Vous les croisez apparemment toujours vos tortionnaires ?
Pire, je les vois chaque jour. Psychiquement, c’est quelque chose qui vous détruit de l’intérieur. Récemment, au tribunal, l’un d’eux est venu sans vergogne me serrer la main. Peut-être que dans sa tête, il demandait pardon. Je trouve cela tout juste sadique. La journée durant, ils subissent les insultes et les humiliations de leurs supérieurs, et se vengent sur les citoyens qu’ils ont entre les mains.

Vous venez d’un quartier populaire à Safi où on a dix fois plus de chances de devenir dealer qu’instit de campagne. Comment avez-vous fait pour devenir militant à l’AMDH ?
La situation sociale n’est jamais un prétexte pour violer la loi. Dans mon quartier, comme partout ailleurs, il y a de tout. Mais il y a surtout des gens admirables qui occupent des postes sensibles dans différentes institutions de l’état. J’ai d’abord été syndicaliste puis membre de l’AMDH où j’ai travaillé dans “la commission des violations” qui réceptionne toutes les plaintes de la ville. J’ai donc été très sensible au sujet.

Avec tout ça, vous êtes fonctionnaire à la commune. Ça ne fait pas tache sur votre CV ?
Et où voulez-vous que je travaille ?

Dans l’enseignement, par exemple …
Avec moi dans l’association, il y a des commerçants, des fonctionnaires, etc. Pendant une période, il y avait beaucoup d’instituteurs et d’avocats à l’AMDH, mais depuis le dernier congrès, l’association cherche à s’ouvrir à toutes les composantes de la société.

Franchement, vous n’avez pas l’impression d’en faire trop à l’AMDH parfois ?
Est-ce trop en faire que de dénoncer la mort d’un citoyen dans un commissariat ? Cela touche au droit à la vie, c’est plus que tout. Le rôle de l’AMDH, c’est de dénoncer ces abus pour amener l’Etat à revoir sa stratégie sécuritaire.
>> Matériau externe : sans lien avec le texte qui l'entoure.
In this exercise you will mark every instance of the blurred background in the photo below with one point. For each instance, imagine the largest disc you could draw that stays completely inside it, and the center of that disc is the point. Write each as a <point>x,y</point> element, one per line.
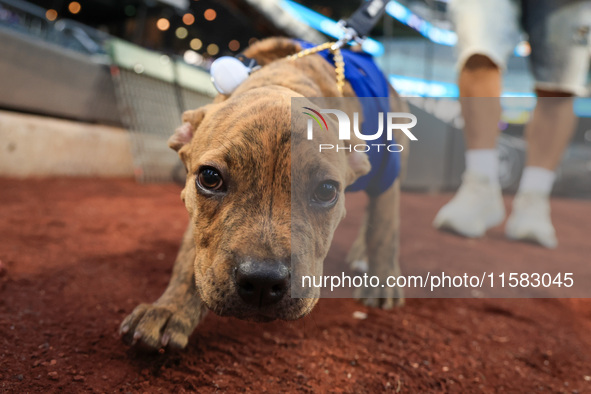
<point>95,87</point>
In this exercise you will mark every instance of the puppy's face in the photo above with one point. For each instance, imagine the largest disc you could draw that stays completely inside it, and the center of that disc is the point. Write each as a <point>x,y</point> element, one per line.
<point>243,207</point>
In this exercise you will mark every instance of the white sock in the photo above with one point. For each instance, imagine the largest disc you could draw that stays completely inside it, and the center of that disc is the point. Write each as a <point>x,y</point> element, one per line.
<point>484,162</point>
<point>537,180</point>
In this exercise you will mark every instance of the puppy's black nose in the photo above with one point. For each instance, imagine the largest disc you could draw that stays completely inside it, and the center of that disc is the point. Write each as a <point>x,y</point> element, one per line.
<point>262,283</point>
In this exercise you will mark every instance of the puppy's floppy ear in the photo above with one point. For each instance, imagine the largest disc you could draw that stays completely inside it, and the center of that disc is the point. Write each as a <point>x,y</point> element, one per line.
<point>184,134</point>
<point>358,166</point>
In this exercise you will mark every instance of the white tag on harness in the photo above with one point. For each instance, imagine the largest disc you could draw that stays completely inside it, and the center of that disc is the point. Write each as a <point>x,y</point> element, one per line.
<point>227,73</point>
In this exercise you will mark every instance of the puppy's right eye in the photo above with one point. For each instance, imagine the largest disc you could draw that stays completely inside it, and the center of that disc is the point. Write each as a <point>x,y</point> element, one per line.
<point>209,179</point>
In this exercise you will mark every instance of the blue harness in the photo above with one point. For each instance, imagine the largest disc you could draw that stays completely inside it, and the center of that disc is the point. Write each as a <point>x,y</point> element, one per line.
<point>368,80</point>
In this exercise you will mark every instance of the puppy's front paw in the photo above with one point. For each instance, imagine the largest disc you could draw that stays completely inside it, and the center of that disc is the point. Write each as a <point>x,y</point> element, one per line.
<point>155,327</point>
<point>380,297</point>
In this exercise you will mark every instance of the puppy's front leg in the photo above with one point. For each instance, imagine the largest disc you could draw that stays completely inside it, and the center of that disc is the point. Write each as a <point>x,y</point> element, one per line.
<point>382,244</point>
<point>172,318</point>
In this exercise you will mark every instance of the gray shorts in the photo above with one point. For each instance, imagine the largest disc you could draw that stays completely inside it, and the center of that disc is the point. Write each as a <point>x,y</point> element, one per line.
<point>559,34</point>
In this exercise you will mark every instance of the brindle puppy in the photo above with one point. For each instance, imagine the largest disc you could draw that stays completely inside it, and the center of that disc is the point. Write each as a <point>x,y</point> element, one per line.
<point>235,257</point>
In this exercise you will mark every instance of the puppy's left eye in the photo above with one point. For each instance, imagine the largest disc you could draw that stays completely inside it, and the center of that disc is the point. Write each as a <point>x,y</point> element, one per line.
<point>326,193</point>
<point>209,179</point>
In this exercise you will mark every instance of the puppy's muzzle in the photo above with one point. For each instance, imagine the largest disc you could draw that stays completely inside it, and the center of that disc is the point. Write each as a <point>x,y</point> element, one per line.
<point>262,283</point>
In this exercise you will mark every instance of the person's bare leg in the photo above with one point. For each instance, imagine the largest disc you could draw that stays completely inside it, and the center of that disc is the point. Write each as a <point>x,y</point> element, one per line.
<point>480,88</point>
<point>550,129</point>
<point>548,134</point>
<point>478,204</point>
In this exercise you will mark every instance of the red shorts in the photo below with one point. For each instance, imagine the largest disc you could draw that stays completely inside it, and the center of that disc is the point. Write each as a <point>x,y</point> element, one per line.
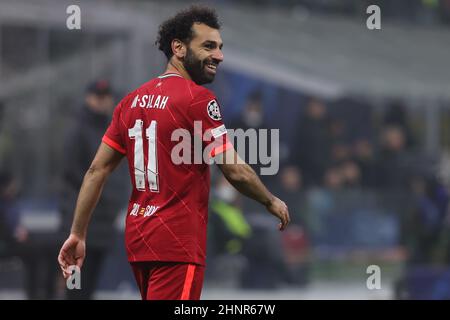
<point>168,280</point>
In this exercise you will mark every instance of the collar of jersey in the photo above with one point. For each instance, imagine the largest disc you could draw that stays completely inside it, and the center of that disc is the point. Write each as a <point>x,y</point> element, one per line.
<point>170,74</point>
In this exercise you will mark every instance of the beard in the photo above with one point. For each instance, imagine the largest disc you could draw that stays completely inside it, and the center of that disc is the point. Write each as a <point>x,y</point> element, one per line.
<point>197,68</point>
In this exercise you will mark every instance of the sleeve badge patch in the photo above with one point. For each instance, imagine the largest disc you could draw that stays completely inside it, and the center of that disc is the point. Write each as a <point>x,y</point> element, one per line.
<point>214,110</point>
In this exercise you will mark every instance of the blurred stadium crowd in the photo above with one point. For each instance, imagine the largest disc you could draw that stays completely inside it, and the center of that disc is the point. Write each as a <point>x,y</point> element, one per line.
<point>364,179</point>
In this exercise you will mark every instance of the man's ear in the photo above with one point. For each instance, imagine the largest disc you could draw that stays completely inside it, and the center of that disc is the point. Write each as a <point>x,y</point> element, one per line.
<point>178,48</point>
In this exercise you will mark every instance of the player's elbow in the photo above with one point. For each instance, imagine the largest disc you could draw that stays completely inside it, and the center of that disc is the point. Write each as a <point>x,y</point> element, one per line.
<point>96,172</point>
<point>237,173</point>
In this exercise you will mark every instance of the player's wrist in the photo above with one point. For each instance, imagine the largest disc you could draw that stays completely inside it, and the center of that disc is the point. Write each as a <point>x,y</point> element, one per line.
<point>78,235</point>
<point>269,201</point>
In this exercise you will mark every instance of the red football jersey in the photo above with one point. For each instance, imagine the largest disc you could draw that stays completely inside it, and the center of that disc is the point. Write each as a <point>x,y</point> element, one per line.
<point>168,208</point>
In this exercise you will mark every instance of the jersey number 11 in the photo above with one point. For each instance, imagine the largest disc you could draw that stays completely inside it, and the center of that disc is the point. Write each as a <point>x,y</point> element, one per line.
<point>152,164</point>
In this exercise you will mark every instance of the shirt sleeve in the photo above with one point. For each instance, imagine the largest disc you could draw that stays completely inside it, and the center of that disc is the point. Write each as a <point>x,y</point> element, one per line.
<point>113,135</point>
<point>207,122</point>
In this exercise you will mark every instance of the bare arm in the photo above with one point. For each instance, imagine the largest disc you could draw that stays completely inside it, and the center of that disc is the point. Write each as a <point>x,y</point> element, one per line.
<point>73,250</point>
<point>247,182</point>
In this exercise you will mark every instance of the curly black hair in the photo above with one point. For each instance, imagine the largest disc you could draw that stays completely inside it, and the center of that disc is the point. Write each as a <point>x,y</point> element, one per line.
<point>180,26</point>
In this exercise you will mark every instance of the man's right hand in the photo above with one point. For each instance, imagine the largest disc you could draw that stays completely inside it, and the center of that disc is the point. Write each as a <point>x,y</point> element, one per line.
<point>280,210</point>
<point>72,253</point>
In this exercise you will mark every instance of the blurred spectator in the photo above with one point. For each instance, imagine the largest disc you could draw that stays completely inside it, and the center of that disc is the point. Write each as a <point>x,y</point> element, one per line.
<point>228,230</point>
<point>252,117</point>
<point>312,143</point>
<point>364,155</point>
<point>351,174</point>
<point>228,225</point>
<point>426,226</point>
<point>295,240</point>
<point>81,144</point>
<point>392,163</point>
<point>333,179</point>
<point>397,116</point>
Vous croyez franchement avoir autant de poids ?
En tout cas, il reste encore beaucoup à faire mais pas mal de choses ont changé. Nos rapports sont relayés au niveau international par d’autres organisations qui exercent une pression certaine sur l’Etat.

Justement, vous n’en n’avez pas marre de rédiger des brouillons pour les organisations internationales ?
Ce n’est pas vrai. Notre rapport est annoncé lors d’une conférence de presse et distribué au public. Nous envoyons des correspondances aux officiels, sans réponse. L’AMDH est membre de la Fédération internationale des droits de l’Hssomme, il est donc normal qu’ils relaient nos rapports.

Si demain, votre tortionnaire en chef, vous demandait pardon…
Il n’y a pas de pardon à accorder. Les tortionnaires doivent rendre des comptes. Ce monsieur m’a dit : “Si on avait bien planifié ton kidnapping, on t’aurait jeté sur la voie ferrée, sans que personne s’en rende compte”. Je ne pardonne pas à quelqu’un qui a tué et torturé. Ce serait une invitation à la récidive.